Он нащупал скамейку у левой ноги, точно там, где запомнил ее расположение прошлой ночью, и коснулся рукой дерева. Та была влажной от морской воды, но гладко натертой от частого использования. Серапио осторожно сел, чувствуя, как влага просачивается сквозь одежду. Было холодно и немного липко, но сама ночь была мягкой – позднее лето пока не уступило свои права зиме.
Они сидели рядом. Он молча, она – тихо мурлыча под нос песню, которая, казалось, состояла из одного только припева: что-то простенькое и надоедливое. Даже он начал напевать, присоединившись к ней.
Она резко оборвала песню на полуслове: наступила тишина, прервавшаяся, лишь когда она заговорила:
– Ты знаешь эту песню?
– Нет, – признался он. – Я повторял за тобой.
– Повто… я пела? – Он вновь услышал ее движение, ноги соскользнули с борта.

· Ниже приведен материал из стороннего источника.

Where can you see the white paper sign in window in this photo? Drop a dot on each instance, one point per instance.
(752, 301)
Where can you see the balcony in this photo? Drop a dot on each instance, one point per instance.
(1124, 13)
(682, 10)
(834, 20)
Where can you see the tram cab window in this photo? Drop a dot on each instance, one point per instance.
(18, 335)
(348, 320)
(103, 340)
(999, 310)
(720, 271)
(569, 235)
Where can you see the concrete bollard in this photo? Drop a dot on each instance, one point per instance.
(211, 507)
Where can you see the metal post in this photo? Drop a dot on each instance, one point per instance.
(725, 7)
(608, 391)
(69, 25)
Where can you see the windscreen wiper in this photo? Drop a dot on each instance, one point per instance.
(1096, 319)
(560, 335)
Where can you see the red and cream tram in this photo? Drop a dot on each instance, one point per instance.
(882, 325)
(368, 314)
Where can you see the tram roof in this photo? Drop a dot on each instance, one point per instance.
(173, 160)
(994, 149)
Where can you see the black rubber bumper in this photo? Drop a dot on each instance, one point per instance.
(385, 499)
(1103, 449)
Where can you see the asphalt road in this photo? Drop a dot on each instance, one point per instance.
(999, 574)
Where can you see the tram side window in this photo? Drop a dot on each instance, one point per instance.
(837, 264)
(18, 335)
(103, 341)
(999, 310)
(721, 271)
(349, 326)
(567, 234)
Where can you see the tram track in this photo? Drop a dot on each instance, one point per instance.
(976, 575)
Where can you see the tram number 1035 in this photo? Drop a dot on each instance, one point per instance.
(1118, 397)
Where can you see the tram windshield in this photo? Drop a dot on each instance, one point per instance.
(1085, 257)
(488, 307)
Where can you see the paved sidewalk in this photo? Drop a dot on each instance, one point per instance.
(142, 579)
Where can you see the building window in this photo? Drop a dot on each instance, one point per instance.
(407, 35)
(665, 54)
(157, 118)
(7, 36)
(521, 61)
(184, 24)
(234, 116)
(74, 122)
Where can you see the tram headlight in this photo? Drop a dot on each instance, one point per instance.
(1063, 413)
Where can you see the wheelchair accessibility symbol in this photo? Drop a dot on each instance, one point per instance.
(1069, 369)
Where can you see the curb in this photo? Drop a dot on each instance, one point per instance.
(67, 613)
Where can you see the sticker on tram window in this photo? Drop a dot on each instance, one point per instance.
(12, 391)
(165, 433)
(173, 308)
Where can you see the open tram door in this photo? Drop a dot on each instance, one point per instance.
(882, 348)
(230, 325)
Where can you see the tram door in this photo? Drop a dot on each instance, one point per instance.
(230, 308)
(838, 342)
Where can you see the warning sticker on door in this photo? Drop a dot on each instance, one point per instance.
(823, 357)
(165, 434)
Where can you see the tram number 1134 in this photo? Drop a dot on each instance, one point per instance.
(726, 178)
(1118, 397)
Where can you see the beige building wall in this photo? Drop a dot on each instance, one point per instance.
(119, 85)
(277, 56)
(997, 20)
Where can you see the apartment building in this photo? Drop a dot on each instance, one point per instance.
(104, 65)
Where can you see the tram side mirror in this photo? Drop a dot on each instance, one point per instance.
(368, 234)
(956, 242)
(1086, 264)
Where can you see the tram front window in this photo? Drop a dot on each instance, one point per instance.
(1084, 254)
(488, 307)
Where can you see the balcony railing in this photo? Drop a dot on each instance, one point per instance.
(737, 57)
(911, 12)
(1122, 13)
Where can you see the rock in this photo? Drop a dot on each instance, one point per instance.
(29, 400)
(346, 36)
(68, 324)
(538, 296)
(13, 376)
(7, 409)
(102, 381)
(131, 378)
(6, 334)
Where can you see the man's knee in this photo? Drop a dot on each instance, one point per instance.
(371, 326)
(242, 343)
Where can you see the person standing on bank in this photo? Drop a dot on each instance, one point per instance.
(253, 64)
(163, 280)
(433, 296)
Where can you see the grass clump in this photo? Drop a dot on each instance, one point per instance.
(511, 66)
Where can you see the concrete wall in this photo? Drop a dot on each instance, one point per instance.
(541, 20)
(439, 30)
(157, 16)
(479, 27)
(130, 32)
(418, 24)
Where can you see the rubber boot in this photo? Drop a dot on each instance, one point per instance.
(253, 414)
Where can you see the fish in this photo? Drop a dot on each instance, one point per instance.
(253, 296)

– Приношу извинения. Я тебя обидел?
– Нет, – ответила она. – Просто удивил. Это колыбельная тиков. Было бы довольно странно, если б ты ее знал. – Она рассмеялась, и он понял, что начинает получать удовольствие от ее смеха. – Я никогда не замечала, что что-то напеваю.
– Это та же песня, что ты пела на закате.
– Я… да, в некотором роде.
– Это было прекрасно. Предания повествуют о силе Песни тиков, но никогда – об их красе.
Она чуть неодобрительно прочистила горло:
– Какие предания?
– В Обреги рассказывают предания обо всех местах континента Меридиан. О прибрежных городах, величайший из которых Кьюкола, о Святом городе Това и о городах, расположенных на внутренних реках, таких как Хукайя и Барах.
Он мог слышать, как она наклонилась вперед, шелест ткани, когда она уперлась локтями в колени.
– И что говорят в Обреги о тиках?
– Что они живут на краю мира в великом плавучем городе, который не могут найти моряки. Никого из тех, кто искал его, никогда не видели больше.
Ее дыхание было мягким, ровным, но он нервно дернулся, когда она спросила:
– И что происходит с теми моряками, которые пропадают?
– Некоторые говорят, что они просто уплывают слишком далеко в море и не могут найти пути обратно. Другие говорят, они находят остров тиков, но страна и обитатели столь красивы, что они решают остаться и не возвращаться больше в Меридиан.
– Льстецы, – пробормотала она.
– А другие говорят… – Он заколебался, внезапно сообразив, что следующая часть предания может ей не понравиться.